Skorer Hakan ve santrforluk işi

Hakan ve santrforluk işi

21.09.1999 - 00:00 | Son Güncellenme:

Hakan ve santrforluk işi

Hakan ve santrforluk işi


İslam Çupi


       Geçen gün vapurla Adalar'a gidiyordum. Üst güvertenin insansız tepelerinde benim gibi nikotinsiz hava almak isteyenlerle birlikte lisesi bitmiş veya bitmek üzere olan üç beş genç benimle birlikte tenha tahtalarda volta atıyor ve konuşmak için vesile arıyorlar. Ben girdim lafa, "merhaba" diyerek... Futbol meraklısı gençler, Galatasaraylı olduklarını beyan ettikten sonra, bir yaz sonu eğlencesi için Büyükada'ya gittiklerini söyleyip, esası şöyle açıkladılar:
       "Abi siz hem ömür yaşınız, hem de gazetecilik yaşınız itibarıyla bu mesleğin duayenisiniz.
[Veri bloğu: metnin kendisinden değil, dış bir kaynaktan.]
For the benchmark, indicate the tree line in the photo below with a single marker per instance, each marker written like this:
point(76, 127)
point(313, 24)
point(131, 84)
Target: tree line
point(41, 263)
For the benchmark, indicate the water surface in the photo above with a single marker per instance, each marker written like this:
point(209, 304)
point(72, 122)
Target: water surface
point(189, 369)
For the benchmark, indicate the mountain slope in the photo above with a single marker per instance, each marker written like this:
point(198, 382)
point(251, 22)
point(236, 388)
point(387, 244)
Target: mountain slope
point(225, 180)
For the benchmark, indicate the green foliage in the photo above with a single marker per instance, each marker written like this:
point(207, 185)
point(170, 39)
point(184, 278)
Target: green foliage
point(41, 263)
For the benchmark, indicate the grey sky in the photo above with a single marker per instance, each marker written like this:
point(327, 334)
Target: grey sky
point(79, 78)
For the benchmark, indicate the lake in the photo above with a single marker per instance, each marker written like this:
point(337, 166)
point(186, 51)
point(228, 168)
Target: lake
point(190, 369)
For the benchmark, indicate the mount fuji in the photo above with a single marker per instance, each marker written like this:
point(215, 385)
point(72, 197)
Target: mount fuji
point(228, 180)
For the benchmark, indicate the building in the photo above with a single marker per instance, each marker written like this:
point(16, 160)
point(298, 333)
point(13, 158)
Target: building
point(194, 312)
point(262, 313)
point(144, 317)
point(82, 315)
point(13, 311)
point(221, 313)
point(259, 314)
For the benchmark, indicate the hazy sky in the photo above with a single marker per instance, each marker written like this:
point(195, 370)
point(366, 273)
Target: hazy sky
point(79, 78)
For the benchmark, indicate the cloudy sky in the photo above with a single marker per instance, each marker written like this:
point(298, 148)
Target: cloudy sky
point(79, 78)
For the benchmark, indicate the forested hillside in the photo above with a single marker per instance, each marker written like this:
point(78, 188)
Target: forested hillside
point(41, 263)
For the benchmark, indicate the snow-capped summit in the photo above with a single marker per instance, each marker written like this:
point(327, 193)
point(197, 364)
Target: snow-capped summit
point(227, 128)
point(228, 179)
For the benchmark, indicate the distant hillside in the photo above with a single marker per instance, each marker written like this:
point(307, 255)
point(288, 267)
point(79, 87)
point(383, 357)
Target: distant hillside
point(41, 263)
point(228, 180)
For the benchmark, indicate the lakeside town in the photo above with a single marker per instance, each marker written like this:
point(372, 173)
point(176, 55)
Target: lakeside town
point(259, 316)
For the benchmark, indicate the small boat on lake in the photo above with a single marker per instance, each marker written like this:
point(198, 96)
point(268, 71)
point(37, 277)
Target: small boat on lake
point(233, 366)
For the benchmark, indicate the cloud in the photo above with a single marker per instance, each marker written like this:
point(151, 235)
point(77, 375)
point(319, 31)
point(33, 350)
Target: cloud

Meslek hayatınız boyunca onbinlerce yazı yazdınız. Bir hafta da kaleminizi Hakan'ın üzerinde gezdirirseniz, hem bizi, hem de bizim gibi düşünen genç Sarı - Kırmızı yığınları memnun edersiniz. Çünkü bizler Hakan'ın futboluna aşığız. Bu aşıklık sizin kaleminizle büsbütün ölümsüzleşirdi." Onlara o gün anlattıklarımı bugün sizinle paylaştığım bir yazı konusu yapmaya karar verdim.
       Hakan yirmili otuzlu yaşlarda bir Galatasaray kuşağının yeni marka bir ilahıdır. Hem kendi vücudu ve ruhu terbiyelidir, hem futbolu... Küçüklere sevgili, büyüklere saygılıdır. Futbolda durucu değildir, sahanın her tarafını dolaşır ve nerede tehlike varsa, onları teker teker bastırır. Futbolda yardımseverdir. Sahada kim sıkışırsa, kim bir hareket zaafına uğrasa yanındadır. Kendine göre golcüdür, kendine göre iki ayaklı ve kafalıdır. Ama beni çıldırtan veya çıldırdığım bir tip oyuncu değildir futbolda... Ben günümüz futbolunu ve futbolcusunu pek yavan, pek kuru, pek buluşsuz bir oyun ve onu oynayan mucitleri olarak görüyorum.
       Yazarlığımda yeniler benim pek Galatasaraylı futbolcuları yazmadığım kanaatindedir. Oysa bu mesleğin başları ve ortalarında yazılarımdan çoğunda Turgay Şeren, Kadir Aytaç, Suat Mamat, Metin Oktay, İslam Çupi'nin külliyatında en az Fenerbahçeliliği kadar meşhurlandırılmış Galatasaraylı oyuncularıdır.
       Gönlümde ve gözümde benim santrforlarımı da yazarak, yazının sonunu bağlayalım isterseniz.
       Bir numarada kaleye gol değil, hep amacı yazılmış öldürmeli mesajlar gönderen ve golün her çeşidiyle sahada futbolun en güzel edebiyatını yazan Metin Oktay var. Sonra kısa oynamasına rağmen Beşiktaşlı Kemal Gülçelik... İnanılmaz fuleli koşan, ayaklarındaki teknik marifeti bini geçen, o sağ taraftan şandellediği toplara kendi koşup gelen ve penaltı civarından sayısız kafa golü atan Kemal... Sonra ayak adalelerinde yıkılmaz bir güç ve teknik yönü olan Tanju Çolak var. Her rakip hatayı golle değerlendiren Fenerbahçeli canavar Burhan var. Hatta listede 1954 Dünya Kupası'nda Posipal'ı rezil edip, Herberger'e final takımını değiştirerek, Almanya'nın Dünya Şampiyonu olmasına tam katkıda bulunan Adaletli Necmi bile var. Bunlar Hakan'ın üstündeki santforlarımın sadece ilk listesi. Gerisini bir gün fırsat bulursak yazarım.